The 2017/2018 Review shows 90 percent of the Sample Issuers complied with sections G, H, J, K, L.(a)-(c), N, P and Q. The compliance level of sections I, M and O ranges from 67 percent to 82 percent.

In the 2017/2018 Review, the Exchange focused on the quality of the disclosures under section L.(d), ie summary of the work of the board committees and disclosure of diversity policy.

Summary of work of the board committees

Over 95 percent of the Sample Issuers were able to state the roles and functions, composition and details regarding committee meetings, but the quality of disclosure varied. The unsatisfactory disclosures resorted to boilerplate phrases when describing their policies and criteria.

The Exchange commented that such disclosure promotes transparency of the board committees and improves the accountability and board effectiveness.

Board diversity policy

Section L.(d)(ii) requires issuers to disclose their board diversity policy or a summary of the policy.

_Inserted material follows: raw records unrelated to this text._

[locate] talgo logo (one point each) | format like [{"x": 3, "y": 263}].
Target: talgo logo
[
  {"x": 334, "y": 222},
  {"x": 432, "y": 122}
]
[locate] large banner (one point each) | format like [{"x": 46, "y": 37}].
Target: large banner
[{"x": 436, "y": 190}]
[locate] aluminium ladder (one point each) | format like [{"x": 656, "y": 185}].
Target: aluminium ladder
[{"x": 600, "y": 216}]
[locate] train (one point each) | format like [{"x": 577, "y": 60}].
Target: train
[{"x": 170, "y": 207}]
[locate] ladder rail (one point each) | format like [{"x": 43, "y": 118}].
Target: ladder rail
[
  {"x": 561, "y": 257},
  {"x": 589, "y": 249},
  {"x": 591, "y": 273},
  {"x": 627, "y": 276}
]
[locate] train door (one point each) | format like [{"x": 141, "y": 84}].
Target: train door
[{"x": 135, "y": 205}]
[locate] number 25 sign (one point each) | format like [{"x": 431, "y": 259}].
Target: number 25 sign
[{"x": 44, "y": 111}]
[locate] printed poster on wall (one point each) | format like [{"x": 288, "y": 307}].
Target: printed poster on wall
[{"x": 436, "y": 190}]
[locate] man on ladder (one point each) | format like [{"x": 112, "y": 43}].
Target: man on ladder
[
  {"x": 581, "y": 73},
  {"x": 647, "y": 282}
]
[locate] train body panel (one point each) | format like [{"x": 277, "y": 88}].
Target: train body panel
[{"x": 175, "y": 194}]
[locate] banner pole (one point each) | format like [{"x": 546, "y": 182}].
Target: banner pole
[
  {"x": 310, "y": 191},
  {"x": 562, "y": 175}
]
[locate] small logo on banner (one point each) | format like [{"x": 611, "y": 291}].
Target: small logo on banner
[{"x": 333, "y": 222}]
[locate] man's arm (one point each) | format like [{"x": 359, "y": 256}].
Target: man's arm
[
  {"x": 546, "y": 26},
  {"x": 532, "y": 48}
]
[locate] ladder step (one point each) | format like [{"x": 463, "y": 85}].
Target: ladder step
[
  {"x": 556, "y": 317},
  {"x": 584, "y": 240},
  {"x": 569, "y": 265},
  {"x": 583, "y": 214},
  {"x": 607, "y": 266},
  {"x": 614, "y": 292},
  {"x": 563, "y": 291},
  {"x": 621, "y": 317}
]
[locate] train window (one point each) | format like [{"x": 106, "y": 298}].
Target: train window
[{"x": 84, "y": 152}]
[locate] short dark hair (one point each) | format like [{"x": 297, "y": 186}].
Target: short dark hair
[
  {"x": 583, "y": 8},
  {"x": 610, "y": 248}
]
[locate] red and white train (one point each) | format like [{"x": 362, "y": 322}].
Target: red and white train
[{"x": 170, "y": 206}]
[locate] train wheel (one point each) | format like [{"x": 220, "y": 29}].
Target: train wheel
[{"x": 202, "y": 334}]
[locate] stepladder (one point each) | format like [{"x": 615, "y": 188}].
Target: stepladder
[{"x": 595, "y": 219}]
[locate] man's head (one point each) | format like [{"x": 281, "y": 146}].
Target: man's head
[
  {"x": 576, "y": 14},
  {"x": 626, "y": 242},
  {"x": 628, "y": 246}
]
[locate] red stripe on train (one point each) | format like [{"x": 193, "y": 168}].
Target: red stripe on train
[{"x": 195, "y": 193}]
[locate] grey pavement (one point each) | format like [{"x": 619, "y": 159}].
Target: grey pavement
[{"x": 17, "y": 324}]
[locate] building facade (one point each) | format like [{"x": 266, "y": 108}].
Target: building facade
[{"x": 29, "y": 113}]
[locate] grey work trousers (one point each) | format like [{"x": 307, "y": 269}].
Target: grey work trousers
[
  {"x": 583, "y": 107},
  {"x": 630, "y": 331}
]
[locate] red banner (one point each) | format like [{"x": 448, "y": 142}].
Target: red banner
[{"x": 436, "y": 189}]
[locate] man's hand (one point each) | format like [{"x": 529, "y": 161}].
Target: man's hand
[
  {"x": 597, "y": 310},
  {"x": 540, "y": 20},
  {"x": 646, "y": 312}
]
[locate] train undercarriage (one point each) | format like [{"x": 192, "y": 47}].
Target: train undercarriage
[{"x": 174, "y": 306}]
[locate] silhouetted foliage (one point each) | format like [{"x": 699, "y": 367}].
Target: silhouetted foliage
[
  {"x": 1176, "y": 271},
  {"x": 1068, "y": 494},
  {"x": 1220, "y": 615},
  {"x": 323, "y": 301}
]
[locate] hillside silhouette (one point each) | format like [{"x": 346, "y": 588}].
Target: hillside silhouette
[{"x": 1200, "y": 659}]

Majority confirmed the adoption of a board diversity policy. Some merely reported that without disclosing the policy itself.

The Exchange encouraged the determination of measurable objectives in accordance with particular needs of the company and disclosure of any milestones achieved.

Reviewing Sample Issuers’ Disclosures Under the Code’s RDs (sections R to T)

Issuers are recommended to disclose in their Corporate Governance Reports information set out in sections R to T of the Code.

For section R (ie share interests of senior management), 92 percent of the Sample Issuers did not make disclosures on the number of shares held by senior management. For section T (ie management functions), 92 percent of the Sample Issuers made disclosures on the division of responsibilities between the board and management.

The Exchange commented that in case information under the RDs is disclosed elsewhere rather than in the Corporate Governance Reports, cross-references are needed to ensure stakeholders can easily identify the information required or recommended in the Corporate Governance Reports.


The implications are that issuers should:

(a) refrain from using boilerplate disclosures;

(b) elaborate on narrative statements;

(c) tailor-made the disclosures to suit the unique circumstances of the company; and

(d) use cross-references to provide clarity and avoid duplications.